The 2019 Global Education Monitoring Report launched on Sunday in Marrakech, Morocco, recommends that, among others, migrant and refugee children need to be included in the national education system.
The report was launched ahead of the Economic Commission for Africa’s (ECA) Conference of African Ministers of Finance, Planning and Economic Development.
According to Audrey Azoulay, the Director-General of UNESCO, currently, laws and policies are failing migrant and refugee children by negating their rights and ignoring their needs.
In her foreword, Azoulay noted that ignoring the education of migrants squanders a great deal of human potential.
"Sometimes simple paperwork, lack of data or bureaucratic and uncoordinated systems mean many people fall through administrative cracks. Yet investing in the education of the highly talented and driven migrants and refugees can boost development and economic growth not only in host countries but also countries of origin,” Azoulay noted.

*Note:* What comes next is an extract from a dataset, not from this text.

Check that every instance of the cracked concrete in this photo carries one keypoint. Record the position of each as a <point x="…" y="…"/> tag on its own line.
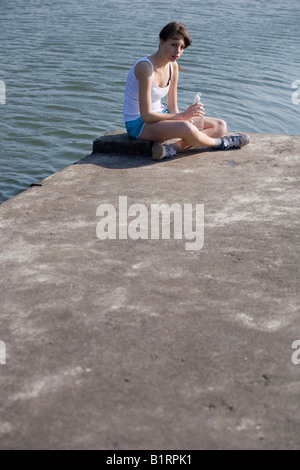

"Provision of education in itself is not sufficient. The school environment needs to adapt to and support the specific needs of those on the move. Placing immigrants and refugees in the same schools with host populations is an important starting point to building social cohesion. However, the way and the language in which lessons are taught, as well as discrimination, can drive them away.”
The report points to Rwanda as one of those countries doing its best for refugee children, despite challenges.

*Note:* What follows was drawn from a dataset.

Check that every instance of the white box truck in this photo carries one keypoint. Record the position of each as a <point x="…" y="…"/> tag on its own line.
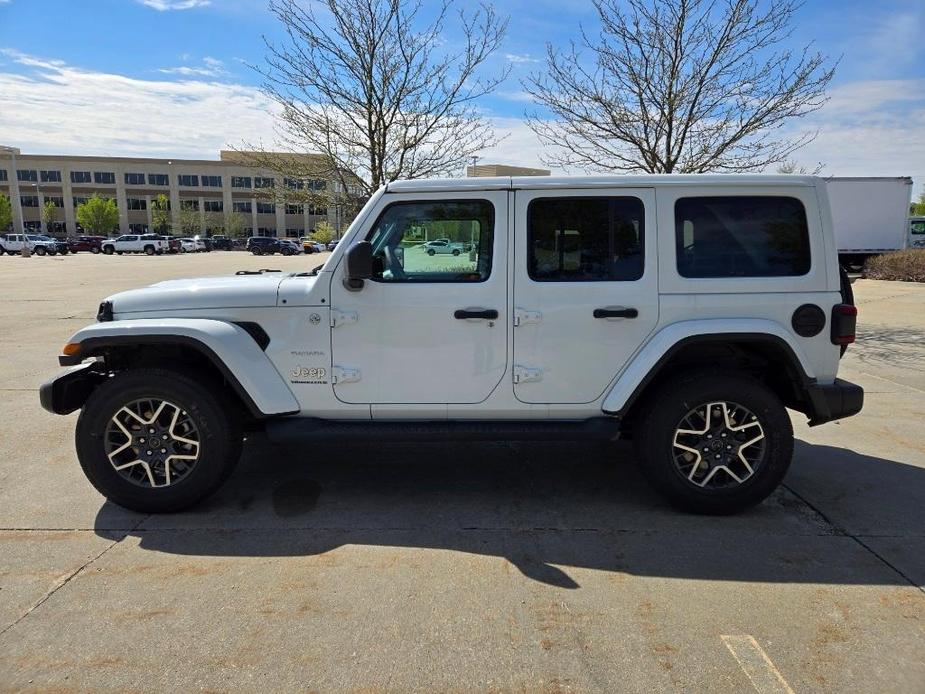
<point x="870" y="216"/>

Rwanda – with an affected population of 170,000 people, mostly from Burundi and the DR Congo – pledged in 2016 to include 18,000 refugee children in primary schools and 35,000 adolescents in secondary schools, eliminating the need for parallel camp-based provision.
Between 2016 and 2017, the refugee enrolment rate increased from 54% to 80% in primary and from 34% to 73% in secondary schools. Rwanda joined the comprehensive refugee response framework (CRRF) in February 2018.

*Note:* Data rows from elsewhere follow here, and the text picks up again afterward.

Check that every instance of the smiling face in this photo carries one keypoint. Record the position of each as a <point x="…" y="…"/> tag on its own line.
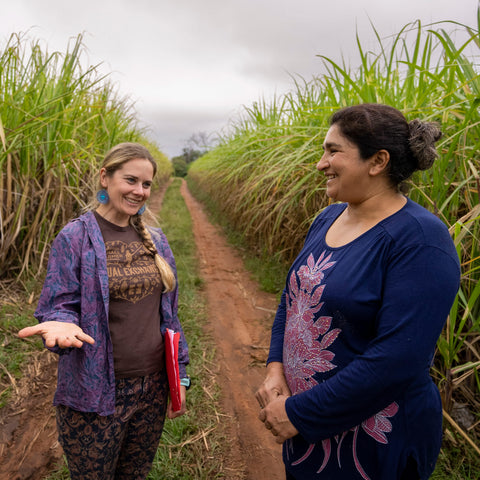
<point x="348" y="175"/>
<point x="128" y="189"/>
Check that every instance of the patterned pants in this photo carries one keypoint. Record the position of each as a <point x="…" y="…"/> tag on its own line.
<point x="120" y="446"/>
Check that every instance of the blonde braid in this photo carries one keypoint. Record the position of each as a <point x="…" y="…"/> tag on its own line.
<point x="166" y="272"/>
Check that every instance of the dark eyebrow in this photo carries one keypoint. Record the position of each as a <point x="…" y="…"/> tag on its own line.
<point x="330" y="145"/>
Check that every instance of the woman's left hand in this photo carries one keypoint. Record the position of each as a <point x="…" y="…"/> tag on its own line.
<point x="275" y="418"/>
<point x="183" y="409"/>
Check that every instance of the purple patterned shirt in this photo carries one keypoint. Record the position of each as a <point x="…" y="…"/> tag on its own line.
<point x="76" y="290"/>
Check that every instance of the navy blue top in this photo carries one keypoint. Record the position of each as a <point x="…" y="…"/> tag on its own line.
<point x="356" y="331"/>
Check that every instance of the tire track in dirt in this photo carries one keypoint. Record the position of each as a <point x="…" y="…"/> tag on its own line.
<point x="240" y="318"/>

The CRRF is a UNHCR tool – in line with a vision for a fairer and more sustainable response to refugee crises – to ensure, among others, that countries that host refugees are better supported, refugees are included in communities, and all refugee children go to school.
The CRRF specifies key elements for a comprehensive response to any large movement of refugees. These include rapid and well-supported reception and admissions.
After the report’s launch, Manos Antoninis, Director of the Global Education Monitoring Report, team, told The New Times that countries have a lot to learn from Rwanda.
"Rwanda benefitted from the CRRF to assign resources to support Burundi refugees in preparatory classes and then swiftly transition them to mainstream classes,” Antoninis said.
"And this is a very good practice that shows a spirit of shared responsibility and solidarity for refugee children and their education.”
Sarah Anyang Agbor, Commissioner for Human Resources, Science and Technology at the African Union Commission, said the report is of particular importance to the AU.
The AU theme this year is "Year of Refugees, Returnees and Internally Displaced Persons in Africa: Towards Durable Solutions to Forced Displacement.”
It is estimated that a total of 68.5 million persons are displaced, across the world. This is by far the highest ever recorded figure since the Second World War. Globally, the number of displaced populations increased in 2017 by 2.9 million.
Some 85 per cent of the refugees are hosted by developing countries "putting significant strain and pressure on the resources of countries and local communities.”
In February 2015, African ministers of education met in Kigali – during a meeting led by the AU Commission and UNESCO – to agree on a common position and identify priority areas for the development of education on the continent.
Agbor said the African education strategy is "for the first time in alignment with global goals.”